McLaren team principal Andrea Stella has called on Formula 1 to delay planned power unit changes until 2028, arguing that power unit manufacturers need more lead time to implement hardware modifications that could solve fundamental performance issues plaguing the 2026 regulations.
Last week, the FIA confirmed adjustments to the 2027 season following difficulties with the 2026 power unit regulations. The original 50-50 split between internal combustion engine and electric power — designed to attract new manufacturers like Audi and GM — created an unintended consequence: when the 350kW battery capacity depletes, cars revert to ICE-only power, causing dramatic performance drops known as super-clipping.
Pre-Miami rule tweaks allowed teams to super-clip to charge batteries up to the full 350kW capacity, removing the previous 250kW limit. But Stella believes the sport can go further with deeper hardware changes — if given proper time to execute them.
Stella Proposes Battery and Fuel Flow Upgrades
“Hardware adjustments to the power units in order to improve F1 in general, I think, personally, are required,” Stella told media. “They realistically have to do with the fuel flow to increase the power from the internal combustion engine and harvesting more power than you deploy, because you are spending so much more time deploying electrical power rather than harvesting it.”
The McLaren boss outlined a specific technical path forward: increase harvesting capacity from the current 350kW to 400kW or even 450kW, creating a harvesting-deployment energy offset. This would require larger batteries. Simultaneously, increasing fuel flow from the ICE would boost overall power output and close the performance gap created when batteries run dry.
The 2026 power units — featuring roughly 50% electric contribution compared to the 80-20 ICE-electric split in 2025 — were conceived to entice new entrants. Audi joins the grid in 2026, Honda returns as a works supplier, and Ford partners with Red Bull Powertrains. General Motors is developing a works unit for Cadillac from 2029, with the American team running Ferrari customer power until then.

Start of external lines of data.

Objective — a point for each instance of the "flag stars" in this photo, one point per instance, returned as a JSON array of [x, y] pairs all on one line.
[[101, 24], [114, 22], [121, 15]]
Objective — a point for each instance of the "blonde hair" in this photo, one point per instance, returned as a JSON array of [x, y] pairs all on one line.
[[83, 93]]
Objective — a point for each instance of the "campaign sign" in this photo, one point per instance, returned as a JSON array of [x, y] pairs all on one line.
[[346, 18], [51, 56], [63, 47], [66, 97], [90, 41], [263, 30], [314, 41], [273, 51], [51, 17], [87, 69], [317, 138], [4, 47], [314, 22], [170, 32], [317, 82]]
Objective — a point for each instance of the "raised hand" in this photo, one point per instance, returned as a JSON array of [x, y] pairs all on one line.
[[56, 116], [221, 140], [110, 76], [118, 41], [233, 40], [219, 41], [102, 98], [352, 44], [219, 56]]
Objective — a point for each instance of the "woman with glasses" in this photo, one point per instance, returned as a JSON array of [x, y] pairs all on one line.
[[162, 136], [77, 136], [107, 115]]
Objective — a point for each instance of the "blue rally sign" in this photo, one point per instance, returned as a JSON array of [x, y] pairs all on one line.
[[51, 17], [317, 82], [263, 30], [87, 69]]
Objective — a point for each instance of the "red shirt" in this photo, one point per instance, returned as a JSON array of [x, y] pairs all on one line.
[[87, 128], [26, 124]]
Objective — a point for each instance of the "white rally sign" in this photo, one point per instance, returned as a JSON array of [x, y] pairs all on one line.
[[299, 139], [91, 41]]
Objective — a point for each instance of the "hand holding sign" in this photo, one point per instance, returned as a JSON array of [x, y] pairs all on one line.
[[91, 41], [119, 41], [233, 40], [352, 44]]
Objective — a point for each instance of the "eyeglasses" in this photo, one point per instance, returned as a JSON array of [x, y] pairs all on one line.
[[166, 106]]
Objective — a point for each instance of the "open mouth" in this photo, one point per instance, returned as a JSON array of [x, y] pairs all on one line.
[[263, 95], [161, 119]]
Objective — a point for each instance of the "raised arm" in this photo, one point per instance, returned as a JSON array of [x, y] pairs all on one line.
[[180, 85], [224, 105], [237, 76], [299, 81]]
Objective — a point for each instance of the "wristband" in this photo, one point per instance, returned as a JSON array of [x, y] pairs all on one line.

2027 Timeline Too Tight for Hardware Changes
Stella emphasized that implementing battery size increases and higher fuel flow capacity cannot realistically happen for 2027 given current development timelines. Power unit manufacturers are already deep into their 2027 specifications, and the scale of hardware changes required — larger battery cells, revised fuel systems, updated cooling architecture — demands longer lead times than the months remaining before 2027 homologation deadlines.
“If I think about these requirements from a hardware point of view, and see things from the perspective of our power unit manufacturers, it is difficult for 2027 because the implication for the battery size and coping with higher fuel flow requires longer lead times than the time available to go into 2027,” Stella said.
The Italian believes a decision must come before the summer break to allow manufacturers sufficient runway for a 2028 introduction. “I would urge that this conversation needs to be finalised before the summer break to be in time to do it for 2028, and definitely I would hope that is is the case,” he continued.
Balancing Regulation Stability with Performance Fixes
Stella acknowledged that F1 has made progress extracting performance from the existing 2026 regulations through software optimisation and operational adjustments. But he sees untapped potential that software alone cannot unlock.
“Whilst we have done a good job as an F1 community of looking at constantly improving the exploitation of the engine with what is available, I think we can extract more out of these regulations, but this will need some hardware tweaks,” Stella said.
The McLaren principal’s comments add pressure on F1’s governance structure — the FIA, Formula One Management, and the power unit manufacturers — to commit to a technical roadmap before teams break for summer. With the first races of the 2026 season still months away, Stella is positioning for a future where the sport avoids locking itself into regulations that underdeliver on racing quality.
The next major technical working group meetings are expected in June, with the summer break beginning in early August following the Belgian Grand Prix on August 2, 2026.